LEI Wageningen UR1, Rijkswaterstaat2
In the Netherlands, due to climate change, droughts will occur more frequently in future. To anticipate this expected water shortage a national Delta programme of technical measures that should reduce effects of water shortages, has been developed. The research question of this paper is: How to develop and implement a resilient investment portfolio and an associated governance agreement on freshwater supply to allocate temporarily and regionally scarce freshwater resources. Optimal allocation of freshwater is important to ensure maximum well-being (also of the environment) and wealth.
The issue of efficient provision of freshwater is an economic governance issue. Water is not one private good, but instead a complex, multidimensional resource. Water can be considered a public good and a private good at the same time. Well-designed allocation regimes need to consider both public and private good characteristics of water resources. For the public goods some kind of additional coordination is necessary to establish an optimal allocation of water resources. The public or private good nature of water depends on how and where water is used. The public and private good characteristics can change over time and within the hydrologic cycle. A water market (where prices serve as coordination mechanism) will lead to a efficient allocation of water (if environment is accounted for). This is the first best strategy to reduce the effects of water shortage. The Netherlands do not want to consider water pricing as a policy measure, because it comes with transaction costs (e.g. monitoring) and water has also common good characteristics. Hence, a second best strategy for water pricing is elaborated in this paper.
The approach we propose consists of a sequential analysis of measures, iteratively evaluated in a Cost Benefit Analysis (CBA). We propose a water supply hierarchy, that is based upon the waste hierarchy, as a device to select efficient measures to reduce effects of drought with minimum negative (environmental) effects. The waste hierarchy is a methodology to include external effects easily in the decision making process, and is implemented by the EU. Waste disposal options with minimal external effects (e.g. recycling) appear high in the hierarchy and are preferred over with extensive external effects (landfill).

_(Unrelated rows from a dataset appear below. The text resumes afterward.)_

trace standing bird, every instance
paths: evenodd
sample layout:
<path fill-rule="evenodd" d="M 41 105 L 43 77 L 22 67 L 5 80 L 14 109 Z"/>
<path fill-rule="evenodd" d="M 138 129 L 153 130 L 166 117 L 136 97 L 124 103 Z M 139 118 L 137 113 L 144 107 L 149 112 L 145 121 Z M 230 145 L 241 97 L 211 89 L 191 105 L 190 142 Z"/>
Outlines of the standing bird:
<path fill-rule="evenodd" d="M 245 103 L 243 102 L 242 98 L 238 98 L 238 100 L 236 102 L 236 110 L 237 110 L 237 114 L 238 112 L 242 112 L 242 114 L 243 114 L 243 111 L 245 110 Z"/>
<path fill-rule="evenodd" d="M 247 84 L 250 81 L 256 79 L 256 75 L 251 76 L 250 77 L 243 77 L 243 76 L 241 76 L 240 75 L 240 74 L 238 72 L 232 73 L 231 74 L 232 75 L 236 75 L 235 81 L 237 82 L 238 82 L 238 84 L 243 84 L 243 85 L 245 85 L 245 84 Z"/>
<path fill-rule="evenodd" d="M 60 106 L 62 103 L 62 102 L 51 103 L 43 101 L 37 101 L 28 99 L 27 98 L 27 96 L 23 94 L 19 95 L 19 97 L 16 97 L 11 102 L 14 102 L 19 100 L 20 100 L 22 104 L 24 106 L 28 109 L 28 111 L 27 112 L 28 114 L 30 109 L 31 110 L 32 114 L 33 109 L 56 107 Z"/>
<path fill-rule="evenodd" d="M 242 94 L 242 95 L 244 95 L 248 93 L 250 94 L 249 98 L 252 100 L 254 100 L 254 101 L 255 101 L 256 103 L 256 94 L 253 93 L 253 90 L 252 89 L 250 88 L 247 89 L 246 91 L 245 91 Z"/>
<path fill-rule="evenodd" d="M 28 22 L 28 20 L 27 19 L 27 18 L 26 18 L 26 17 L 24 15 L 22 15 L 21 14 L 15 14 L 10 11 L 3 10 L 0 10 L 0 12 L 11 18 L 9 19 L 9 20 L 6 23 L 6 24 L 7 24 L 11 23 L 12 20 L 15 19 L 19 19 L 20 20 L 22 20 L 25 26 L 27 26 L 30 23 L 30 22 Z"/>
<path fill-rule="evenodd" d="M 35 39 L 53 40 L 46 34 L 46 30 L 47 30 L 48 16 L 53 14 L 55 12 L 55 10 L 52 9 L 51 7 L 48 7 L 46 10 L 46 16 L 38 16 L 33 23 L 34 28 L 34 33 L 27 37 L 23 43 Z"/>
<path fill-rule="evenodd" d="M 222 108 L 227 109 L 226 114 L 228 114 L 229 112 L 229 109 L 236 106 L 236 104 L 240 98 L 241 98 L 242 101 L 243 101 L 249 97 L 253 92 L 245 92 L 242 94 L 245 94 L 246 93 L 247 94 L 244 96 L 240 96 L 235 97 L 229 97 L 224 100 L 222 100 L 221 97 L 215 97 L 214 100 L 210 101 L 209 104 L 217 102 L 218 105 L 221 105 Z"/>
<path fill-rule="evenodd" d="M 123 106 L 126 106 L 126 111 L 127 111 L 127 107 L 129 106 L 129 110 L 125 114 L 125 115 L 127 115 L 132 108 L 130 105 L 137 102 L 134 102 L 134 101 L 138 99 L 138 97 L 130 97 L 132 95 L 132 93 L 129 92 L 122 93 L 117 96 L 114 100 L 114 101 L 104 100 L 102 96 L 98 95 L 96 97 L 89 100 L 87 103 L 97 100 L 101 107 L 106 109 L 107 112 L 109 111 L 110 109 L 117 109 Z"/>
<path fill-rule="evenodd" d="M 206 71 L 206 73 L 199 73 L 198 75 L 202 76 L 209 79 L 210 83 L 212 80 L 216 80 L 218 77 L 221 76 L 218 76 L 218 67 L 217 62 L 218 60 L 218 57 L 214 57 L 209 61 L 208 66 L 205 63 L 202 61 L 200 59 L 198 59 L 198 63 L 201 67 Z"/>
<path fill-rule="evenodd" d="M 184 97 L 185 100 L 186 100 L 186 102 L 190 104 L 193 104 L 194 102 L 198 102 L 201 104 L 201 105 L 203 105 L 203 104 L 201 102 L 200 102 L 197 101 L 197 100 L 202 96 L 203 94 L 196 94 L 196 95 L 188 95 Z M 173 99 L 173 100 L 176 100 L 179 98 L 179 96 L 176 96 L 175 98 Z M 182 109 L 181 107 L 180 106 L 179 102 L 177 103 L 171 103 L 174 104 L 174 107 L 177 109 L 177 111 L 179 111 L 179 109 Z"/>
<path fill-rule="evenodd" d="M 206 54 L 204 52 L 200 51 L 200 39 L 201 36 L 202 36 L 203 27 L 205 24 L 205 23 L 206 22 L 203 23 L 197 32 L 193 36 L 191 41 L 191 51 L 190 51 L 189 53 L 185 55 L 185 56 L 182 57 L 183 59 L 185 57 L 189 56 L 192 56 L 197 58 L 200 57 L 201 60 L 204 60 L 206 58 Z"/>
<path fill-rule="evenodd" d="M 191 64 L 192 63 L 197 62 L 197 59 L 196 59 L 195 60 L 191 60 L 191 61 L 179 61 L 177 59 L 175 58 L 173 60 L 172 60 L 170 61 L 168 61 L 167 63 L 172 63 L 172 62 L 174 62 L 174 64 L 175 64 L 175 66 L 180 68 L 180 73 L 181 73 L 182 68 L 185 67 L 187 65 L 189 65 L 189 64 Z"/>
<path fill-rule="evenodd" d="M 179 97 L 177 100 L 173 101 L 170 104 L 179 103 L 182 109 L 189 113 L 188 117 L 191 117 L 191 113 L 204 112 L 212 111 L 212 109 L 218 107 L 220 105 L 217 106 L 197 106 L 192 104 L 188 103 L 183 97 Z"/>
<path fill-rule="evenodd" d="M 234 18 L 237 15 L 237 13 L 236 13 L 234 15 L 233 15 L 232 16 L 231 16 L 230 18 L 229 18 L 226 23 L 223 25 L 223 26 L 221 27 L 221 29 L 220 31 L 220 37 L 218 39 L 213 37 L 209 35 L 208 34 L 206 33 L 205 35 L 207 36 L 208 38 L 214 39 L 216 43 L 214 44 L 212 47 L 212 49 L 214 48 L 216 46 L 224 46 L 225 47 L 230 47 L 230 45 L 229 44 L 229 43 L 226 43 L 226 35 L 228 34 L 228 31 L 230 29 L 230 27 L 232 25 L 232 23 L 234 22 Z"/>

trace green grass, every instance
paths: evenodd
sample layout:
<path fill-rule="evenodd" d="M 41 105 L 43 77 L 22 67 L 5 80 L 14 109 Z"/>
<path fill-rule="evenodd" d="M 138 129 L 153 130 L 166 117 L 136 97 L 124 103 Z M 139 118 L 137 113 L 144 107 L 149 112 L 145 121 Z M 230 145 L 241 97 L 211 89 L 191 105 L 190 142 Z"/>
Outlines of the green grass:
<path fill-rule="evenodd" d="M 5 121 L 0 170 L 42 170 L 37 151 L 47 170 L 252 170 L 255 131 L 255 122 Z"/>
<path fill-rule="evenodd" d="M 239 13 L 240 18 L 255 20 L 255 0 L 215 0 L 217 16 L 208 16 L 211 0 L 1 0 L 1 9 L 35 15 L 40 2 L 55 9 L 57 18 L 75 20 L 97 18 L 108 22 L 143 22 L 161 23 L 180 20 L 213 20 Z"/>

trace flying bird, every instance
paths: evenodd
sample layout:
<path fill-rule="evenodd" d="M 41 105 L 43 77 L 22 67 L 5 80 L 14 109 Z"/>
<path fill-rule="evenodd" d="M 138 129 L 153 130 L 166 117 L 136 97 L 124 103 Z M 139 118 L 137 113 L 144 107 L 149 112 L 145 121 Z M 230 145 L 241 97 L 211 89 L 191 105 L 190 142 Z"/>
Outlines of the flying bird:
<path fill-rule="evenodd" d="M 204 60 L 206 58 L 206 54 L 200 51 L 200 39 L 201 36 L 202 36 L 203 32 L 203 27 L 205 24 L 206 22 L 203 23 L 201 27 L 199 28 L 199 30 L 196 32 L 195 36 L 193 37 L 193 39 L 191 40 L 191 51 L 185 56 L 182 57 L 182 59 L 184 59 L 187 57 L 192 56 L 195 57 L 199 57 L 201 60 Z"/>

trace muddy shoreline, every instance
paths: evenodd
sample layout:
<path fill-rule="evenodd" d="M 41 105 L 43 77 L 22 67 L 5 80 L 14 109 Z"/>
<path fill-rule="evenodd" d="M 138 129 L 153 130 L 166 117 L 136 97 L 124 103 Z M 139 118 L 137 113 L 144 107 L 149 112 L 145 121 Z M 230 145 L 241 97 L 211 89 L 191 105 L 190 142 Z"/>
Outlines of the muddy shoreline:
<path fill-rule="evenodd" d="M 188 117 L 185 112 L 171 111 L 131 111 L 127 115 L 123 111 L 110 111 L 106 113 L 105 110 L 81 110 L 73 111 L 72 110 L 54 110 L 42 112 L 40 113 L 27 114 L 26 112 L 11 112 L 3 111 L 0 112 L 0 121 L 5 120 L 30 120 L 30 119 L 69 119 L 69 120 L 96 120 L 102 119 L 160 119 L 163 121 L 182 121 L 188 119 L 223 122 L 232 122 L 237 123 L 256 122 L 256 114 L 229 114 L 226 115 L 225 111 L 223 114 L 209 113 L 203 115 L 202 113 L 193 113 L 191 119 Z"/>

The water supply hierarchy for 'technical' measures to combat water shortage is: 1. Save water, 2. Substitute water for other inputs, 3. Reuse waste water, 4. Store water (local or regional) 5. Supply water from another location (from a regional reservoir or a stream),
Table 1. The elements and characteristics of the water supply hierarchy and examples of relevant measures
Application of the water supply hierarchy proposes an initial order to analyse technical measures to combat drought. Alike the waste hierarchy a specific cost benefit analysis can be applied to test whether the preferred order in a specific situation differs from the supply hierarchy, or to discriminate between two measures belonging to the same category. We test the water supply hierarchy applying the measures developed in the Dutch Deltaprogramme to reduce effect of future drought regionally.
Results and discussion
The order in which measures are taken into account affects the outcome. Measures are not independent. If the government implements first (public) measures to secure freshwater supply, farmers are likely to implements less measures themselves and this solution deviates from the social optimal behaviour. Due to feedback loops (economic and hydrological) the standard cost-effectiveness approach, in which measures are ranked according to their cost-effectiveness will not automatically lead to the efficient outcome. The water supply hierarchy prefers private measures over public ones. Water users (farmers, industry etcetera) can make costs-benefit trade-offs at low costs, and they have better knowledge of costs and benefits than public investors. Public or collective measures at the next higher spatial level are evaluated whether they can be implemented more efficiently than the measures at user (farmer) level. This approach is repeated at the next level to develop a set of cost efficient measures.
If the private benefits of the measure exceed the private costs, the user will implement the measure. If not, and combined private and social benefits are bigger than (social) costs, financial transfers like payments for ecosystem services are necessary to offer an attractive business proposal for the water user to make society better off. Water users should be triggered to apply measures according to the water supply hierarchy to reduce negative external effects.
Based on the set of technical measures compiled by the Dutch
deltaprogramme, we show that the order of measures taken into account matters and that the water supply hierarchy offers the optimal solution. Advantages of the developed water supply hierarchy and iterative costs benefit approach to freshwater allocation are (i) stimulates innovation (ii) facilitates sustainable development, because negative external effects are reduced (iii) stimulates resilient solutions because it provides water saving incentives at every level (iv) efficient allocation of public and private good characteristics of water due to interactive CBA (v) starting at the user prevents that large scale investments may be become obsolete in course of time due to changing conditions at user level.